The benefits of training ethical hackers far out weigh the risks associated with it. Skoudis explains why he wrote a book on hacking: “Let’s face it – the malicious attackers have all the information they need to do all kinds of nasty things. If they don’t have the information now, they can get it easily enough on the Internet though a variety of Web sites, mailing lists, and newsgroups devoted to hacking. Experienced hackers often selectively share information with new attackers to get them started. Indeed, the communication channels in the computer underground among attackers are often far better than the communication among computer professionals. This book is one way to help make things more even.”

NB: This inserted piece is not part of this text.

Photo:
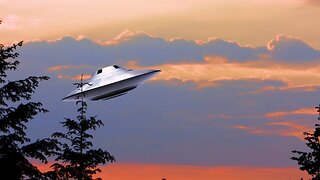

As quickly as the field of Information Security is changing, the “good guys” need all the information and help that they can get. “Keeping up with the ever-changing world of computer and network security requires continuous education and review. Just as in sports or warfare, knowledge of the skills and techniques of your opponent is vital to your success. In the computer security realm, the ethical hacker´s task is the harder one. With traditional crime anyone can become a shoplifter, graffiti artist, or a mugger.” Proper security training should instill students with a strong ethical sense of what they should and shouldn’t do as security professionals. Policies should help guide students for sections of the training which are ineffective. Properly enforced Laws should be in place to reinforce a student’s healthy fear of getting caught performing unethical attacks.
To conclude and answer the question of whether Ethical Hacker training is actually training the enemy, the bad guys are way ahead of the good guys in the information security arms race. Any and every tool and useful piece of knowledge should be taught to budding security professionals. Safeguards should be in place to help deter students but by no means should ethical hacker training be crippled or halted. Long live the ethical hackers.